The most common method for fitting models is the method of least squares. In this method, the model with the sum of the squares of the differences between the actual and predicted values of the criterion variable is minimized. This model does not always provide the best predictions, so variable selection methods may be employed to decide which independent variables to keep in the regression model. Stepwise regression systematically removes independent variables that may have little effect on the model. At each step of the process, the variable that has the t-value furthest from zero. A t-value close to zero has little effect on the model. Stepwise regression ends when removing additional independent variables from the model significantly reduces the overall efficacy of the model. A second method of variable selection is all possible regressions. This method builds all possible regression models from a group of independent variables and compares them to find the best model. Although these methods are popular among researchers, they may not necessarily find the best model. Stepwise and all possible regressions will be discussed in this chapter.
Multiple linear regression is an extensively used and flexible method for analyzing the relationship between quantitative dependent variables and one or more independent variables. The case of one independent variable and multiple independent variables is the main focus of this section. The steps to perform multiple linear regression are almost identical to those for simple linear regression. The difference lies in the number of independent variables and the methods used to select the most fitting model.
Multiple linear regression, or MLR, is a statistical method that allows for the analysis of the relationship between several independent variables and a single dependent variable. Multiple linear regression is an extension of simple linear regression used to predict an outcome based on one independent variable. It assumes a linear relationship between the predictor(s) and the criterion variable and attempts to find the best-fitting linear equation. Fitting the linear equation onto the data allows for predictions of the criterion variable, given the values of the predictors.

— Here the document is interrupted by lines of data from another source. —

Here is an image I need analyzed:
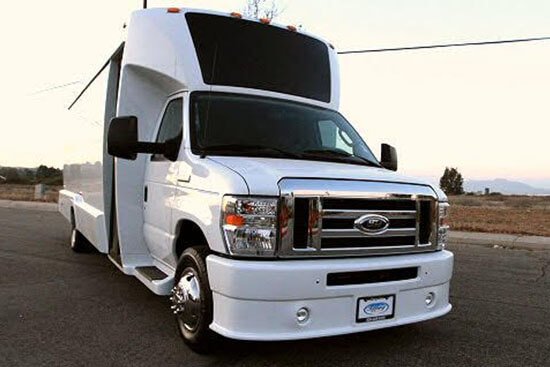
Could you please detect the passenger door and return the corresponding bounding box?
[143,96,183,262]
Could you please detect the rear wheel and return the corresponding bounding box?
[170,246,215,353]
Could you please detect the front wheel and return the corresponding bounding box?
[170,246,215,353]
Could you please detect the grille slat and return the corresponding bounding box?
[321,198,418,251]
[323,208,416,219]
[321,228,416,239]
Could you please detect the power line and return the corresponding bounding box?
[29,80,81,96]
[338,36,550,55]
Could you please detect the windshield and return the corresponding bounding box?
[191,92,379,166]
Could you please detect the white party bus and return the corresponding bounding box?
[59,8,453,351]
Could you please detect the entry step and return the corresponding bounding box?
[136,266,168,282]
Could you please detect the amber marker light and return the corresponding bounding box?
[225,214,246,227]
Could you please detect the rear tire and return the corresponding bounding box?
[71,227,90,252]
[170,246,217,354]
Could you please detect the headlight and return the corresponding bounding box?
[437,202,449,249]
[222,196,278,257]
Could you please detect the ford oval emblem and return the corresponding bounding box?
[354,214,390,234]
[363,302,390,315]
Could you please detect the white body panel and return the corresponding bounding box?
[207,251,453,340]
[59,9,453,340]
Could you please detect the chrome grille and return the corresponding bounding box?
[280,179,437,257]
[321,198,417,249]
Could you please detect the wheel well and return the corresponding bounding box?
[175,219,208,259]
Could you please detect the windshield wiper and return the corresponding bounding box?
[201,144,302,158]
[301,149,380,167]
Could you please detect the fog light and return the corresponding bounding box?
[296,307,309,324]
[426,292,435,307]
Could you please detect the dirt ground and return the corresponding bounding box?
[0,184,62,203]
[449,195,550,236]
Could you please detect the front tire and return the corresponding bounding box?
[170,246,215,353]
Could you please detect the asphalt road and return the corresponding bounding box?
[0,208,550,367]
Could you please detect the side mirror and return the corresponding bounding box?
[107,116,166,160]
[380,144,397,171]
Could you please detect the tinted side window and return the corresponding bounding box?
[185,13,331,102]
[152,98,183,160]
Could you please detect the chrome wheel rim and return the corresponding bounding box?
[170,268,202,331]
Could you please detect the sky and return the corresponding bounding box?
[0,0,550,188]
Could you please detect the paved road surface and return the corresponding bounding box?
[0,208,550,367]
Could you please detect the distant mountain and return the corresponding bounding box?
[464,178,550,195]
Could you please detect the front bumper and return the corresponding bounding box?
[206,251,453,340]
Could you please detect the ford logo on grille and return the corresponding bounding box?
[354,214,390,234]
[363,302,390,315]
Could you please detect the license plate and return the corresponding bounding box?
[356,294,395,322]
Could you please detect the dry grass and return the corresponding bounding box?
[0,184,61,203]
[450,195,550,236]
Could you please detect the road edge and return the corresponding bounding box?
[0,199,57,212]
[449,231,550,251]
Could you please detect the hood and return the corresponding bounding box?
[209,156,445,200]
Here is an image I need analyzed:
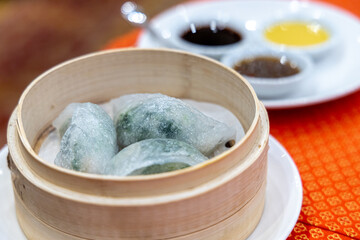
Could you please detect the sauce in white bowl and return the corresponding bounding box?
[221,45,313,99]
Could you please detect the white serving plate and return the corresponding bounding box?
[137,0,360,109]
[0,136,302,240]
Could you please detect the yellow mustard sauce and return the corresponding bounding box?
[265,22,330,46]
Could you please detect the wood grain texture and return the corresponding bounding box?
[8,49,269,239]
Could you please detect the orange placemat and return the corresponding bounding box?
[106,0,360,240]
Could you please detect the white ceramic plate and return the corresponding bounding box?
[0,137,302,240]
[138,0,360,109]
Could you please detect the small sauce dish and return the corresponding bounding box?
[159,14,249,60]
[258,13,340,60]
[221,45,314,99]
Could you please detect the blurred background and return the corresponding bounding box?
[0,0,183,148]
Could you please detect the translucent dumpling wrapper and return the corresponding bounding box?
[112,94,235,157]
[107,138,207,176]
[54,103,118,174]
[53,103,81,138]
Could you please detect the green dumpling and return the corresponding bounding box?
[112,94,235,157]
[107,138,207,176]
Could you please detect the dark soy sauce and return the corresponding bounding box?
[234,57,300,78]
[181,26,242,46]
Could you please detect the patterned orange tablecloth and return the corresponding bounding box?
[106,0,360,240]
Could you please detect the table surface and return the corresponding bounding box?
[106,0,360,240]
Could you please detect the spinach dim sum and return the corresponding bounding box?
[107,138,207,176]
[53,103,118,174]
[112,94,235,157]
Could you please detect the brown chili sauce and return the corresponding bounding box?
[181,26,242,46]
[234,56,300,78]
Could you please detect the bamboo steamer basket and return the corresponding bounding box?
[8,49,269,239]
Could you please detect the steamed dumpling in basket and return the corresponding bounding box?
[107,138,207,176]
[111,94,235,157]
[53,103,118,174]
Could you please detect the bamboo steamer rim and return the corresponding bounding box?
[16,48,261,182]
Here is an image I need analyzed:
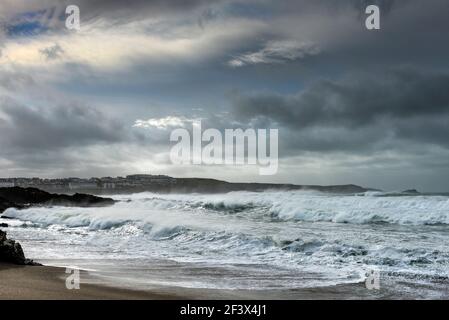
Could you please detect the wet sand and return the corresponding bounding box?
[0,263,376,300]
[0,263,183,300]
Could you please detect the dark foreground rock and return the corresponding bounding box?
[0,230,40,266]
[0,187,114,213]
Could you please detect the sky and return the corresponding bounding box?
[0,0,449,191]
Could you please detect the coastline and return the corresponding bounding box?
[0,262,382,300]
[0,262,184,300]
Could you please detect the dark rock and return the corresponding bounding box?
[0,230,40,265]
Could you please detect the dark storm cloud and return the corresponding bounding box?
[229,68,449,154]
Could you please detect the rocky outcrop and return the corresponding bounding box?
[0,230,40,266]
[0,187,115,265]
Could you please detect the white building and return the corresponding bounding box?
[69,182,98,190]
[0,181,15,188]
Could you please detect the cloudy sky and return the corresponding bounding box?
[0,0,449,191]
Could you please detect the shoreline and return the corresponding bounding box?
[0,262,182,300]
[0,262,379,300]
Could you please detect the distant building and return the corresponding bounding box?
[103,182,115,189]
[0,181,15,188]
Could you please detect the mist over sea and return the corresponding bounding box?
[4,191,449,298]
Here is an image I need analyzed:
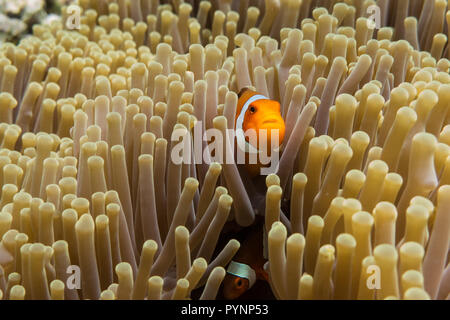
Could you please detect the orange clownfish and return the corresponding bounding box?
[222,225,269,300]
[235,88,286,176]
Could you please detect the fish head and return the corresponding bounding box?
[236,88,286,149]
[242,99,286,149]
[223,274,250,300]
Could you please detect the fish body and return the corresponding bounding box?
[222,226,269,300]
[235,89,286,177]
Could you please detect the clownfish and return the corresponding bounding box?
[235,88,286,177]
[222,227,269,300]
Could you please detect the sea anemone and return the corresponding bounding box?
[0,0,450,300]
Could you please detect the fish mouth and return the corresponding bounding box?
[263,119,279,125]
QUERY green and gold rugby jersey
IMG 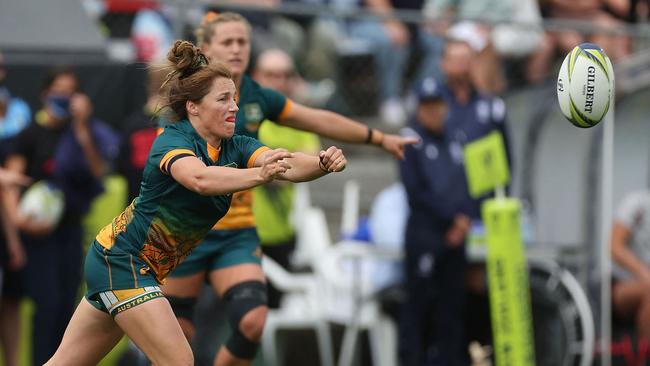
[96,120,268,281]
[214,75,292,230]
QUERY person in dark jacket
[399,40,507,366]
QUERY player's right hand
[260,149,293,182]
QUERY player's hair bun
[167,41,208,78]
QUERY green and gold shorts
[169,228,262,277]
[84,241,164,317]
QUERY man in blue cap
[399,78,470,366]
[400,38,508,366]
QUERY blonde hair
[194,11,252,48]
[161,41,232,121]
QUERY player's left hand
[70,93,93,128]
[318,146,348,172]
[381,134,419,160]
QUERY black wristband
[318,157,331,173]
[365,127,372,144]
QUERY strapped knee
[223,281,267,360]
[167,296,197,322]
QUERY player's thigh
[115,297,194,366]
[160,272,205,297]
[209,263,266,296]
[46,298,123,366]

These are assumptions for all multiple regression analysis, but given that there are more predictors in multiple regression analysis, the errors made in the assumptions are more likely. Thus, it is important to check these assumptions for each predictor.
There are four assumptions for the multiple regression analysis:
(1) Linearity - the relationships between the predictors and the criterion are linear.
(2) No omitted confounder - this is an extension of the simple linear regression model assumption where we assume that the predictors will not perfectly correlate with a confounding variable.
(3) Normality - the residuals are normally distributed.
(4) Homoscedasticity - Dispersal of the predictors is equal at all levels of the predictors.
The assumptions of the multiple linear regression model are the same as the general linear regression model in that it is a set of additively combining regression models that seek to express the system under study. However, it is more specific for the multiple linear regression model.
Multiple linear regression is very similar to simple linear regression, but with multiple independent variables, and thus multiple coefficients. There are essentially the same basic assumptions as simple linear regression, but now adapted for the multiple cases
The model is stated as: Y = a + b1X1 + b2X2 + b3X3... + bnXn where Y is the dependent variable and X1...Xn are n independent variables.
Confidence intervals: The confidence intervals can be used to carry out the various hypothesis tests. They provide a range of values that is likely to contain the true value of the parameter with a certain degree of confidence.
Individual parameter t-test: This is a test of the null hypothesis that a given independent variable has no effect on the dependent variable, versus the alternative that the independent variable has some effect on the dependent variable. If we are interested in comparing the relative importance of the various independent variables to the model, we would look at their individual t-test.
Global F-test: This test is an overall test of the joint significance of the different predictor variables in the model. This test is testing the null hypothesis that all of the betas are equal to zero, versus the alternative that at least one does not.
R-squared and adjusted R-squared: These measures the proportion of variance in the dependent variable that is explained by the independent variables in the model. This is the amount of variation the model explains. The adjusted R-squared incorporates the model's degrees of freedom. It can be thought of as the proportion of variance in the dependent variable that is accounted for by the model in a more controlled manner.
OLS Assumptions: If the key assumptions of the OLS method are satisfied, then the multiple linear regression model will provide the best unbiased estimates of the coefficients. We need to verify whether all OLS assumptions are satisfied or not. If any of them is violated, then the confidence in the inferences drawn from the model will be reduced.
The multiple linear regression model would be presumed to be "better" than the simple model if it really describes the data well and has good predictive performance.